Share Repurchase Program
During the fourth quarter, the Company has repurchased approximately 4.8 million shares, representing 25 percent of the 19.2 million shares authorized under its current share repurchase program. The recent share repurchases will be funded by the proceeds from the Company's previously announced Marmaton and West Texas divestitures. "The recent share repurchases highlight our continued commitment to creating long-term value for our shareholders," stated Dinges. "We will remain opportunistic on this front with the material disconnect between market valuation and the Company's intrinsic value, while still maintaining the financial flexibility and liquidity needed to fund our operations."
Mid-Continent Asset Sale
In addition to the previously announced Marmaton and West Texas divestitures, Cabot recently entered into a purchase and sale agreement with an undisclosed buyer to sell certain legacy conventional oil and gas properties located in the Mid-Continent for approximately $123 million. Current production from these properties is approximately 15 Mmcfe per day (94% gas). This transaction is expected to close by year-end 2013, subject to customary closing conditions and adjustments. "To date we have announced approximately $325 million of non-core asset sales, with proceeds being reinvested into our higher-return projects through the drill-bit and through share repurchases at prices materially below our intrinsic value," explained Dinges.
Evercore acted as financial advisor to Cabot on this transaction.
Cabot Oil & Gas Corporation, headquartered in Houston, Texas is a leading independent natural gas producer, with its entire resource base located in the continental United States.
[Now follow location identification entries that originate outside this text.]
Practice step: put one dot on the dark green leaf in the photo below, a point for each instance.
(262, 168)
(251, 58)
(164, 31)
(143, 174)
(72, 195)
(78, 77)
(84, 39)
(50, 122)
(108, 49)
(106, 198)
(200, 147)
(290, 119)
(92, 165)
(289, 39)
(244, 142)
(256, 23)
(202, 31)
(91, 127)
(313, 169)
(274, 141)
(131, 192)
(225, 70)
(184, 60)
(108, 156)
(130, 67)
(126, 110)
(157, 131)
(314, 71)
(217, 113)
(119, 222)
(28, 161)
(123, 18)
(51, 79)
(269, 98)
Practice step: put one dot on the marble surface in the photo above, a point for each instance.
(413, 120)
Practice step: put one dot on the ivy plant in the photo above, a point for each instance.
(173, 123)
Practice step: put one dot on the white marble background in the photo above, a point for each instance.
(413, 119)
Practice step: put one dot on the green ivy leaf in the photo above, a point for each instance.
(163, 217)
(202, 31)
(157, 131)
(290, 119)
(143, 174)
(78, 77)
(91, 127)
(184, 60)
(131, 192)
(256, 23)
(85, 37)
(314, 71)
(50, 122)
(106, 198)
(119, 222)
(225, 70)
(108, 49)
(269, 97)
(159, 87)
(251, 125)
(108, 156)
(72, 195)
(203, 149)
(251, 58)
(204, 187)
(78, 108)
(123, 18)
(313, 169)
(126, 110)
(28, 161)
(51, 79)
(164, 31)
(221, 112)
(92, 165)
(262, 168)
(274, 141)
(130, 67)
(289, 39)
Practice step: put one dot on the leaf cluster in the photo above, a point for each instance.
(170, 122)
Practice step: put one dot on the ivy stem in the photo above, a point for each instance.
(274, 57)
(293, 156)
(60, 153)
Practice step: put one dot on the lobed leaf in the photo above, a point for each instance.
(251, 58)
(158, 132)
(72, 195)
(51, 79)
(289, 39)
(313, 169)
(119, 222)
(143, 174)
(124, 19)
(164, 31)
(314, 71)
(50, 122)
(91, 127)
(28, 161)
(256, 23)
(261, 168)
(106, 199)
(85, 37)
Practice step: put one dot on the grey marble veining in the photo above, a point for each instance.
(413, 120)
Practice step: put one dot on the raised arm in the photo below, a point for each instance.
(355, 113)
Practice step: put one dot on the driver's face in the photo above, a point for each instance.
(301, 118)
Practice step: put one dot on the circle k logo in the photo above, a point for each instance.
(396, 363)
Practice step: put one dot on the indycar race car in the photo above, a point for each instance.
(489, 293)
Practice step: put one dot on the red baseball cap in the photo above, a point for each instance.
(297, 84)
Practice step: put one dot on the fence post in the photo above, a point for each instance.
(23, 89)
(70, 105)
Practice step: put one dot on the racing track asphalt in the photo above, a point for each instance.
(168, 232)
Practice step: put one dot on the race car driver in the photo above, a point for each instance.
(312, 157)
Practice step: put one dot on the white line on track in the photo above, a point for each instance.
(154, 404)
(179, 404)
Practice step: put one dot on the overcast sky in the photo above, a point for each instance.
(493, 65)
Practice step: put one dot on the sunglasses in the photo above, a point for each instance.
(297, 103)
For additional information, visit the Company's homepage at www.cabotog.com.
The statements regarding future financial performance and results and the other statements which are not historical facts contained in this release are forward-looking statements that involve risks and uncertainties, including, but not limited to, market factors, the market price (including regional basis differentials) of natural gas and oil, results of future drilling and marketing activity, future production and costs, and other factors detailed in the Company's Securities and Exchange Commission filings.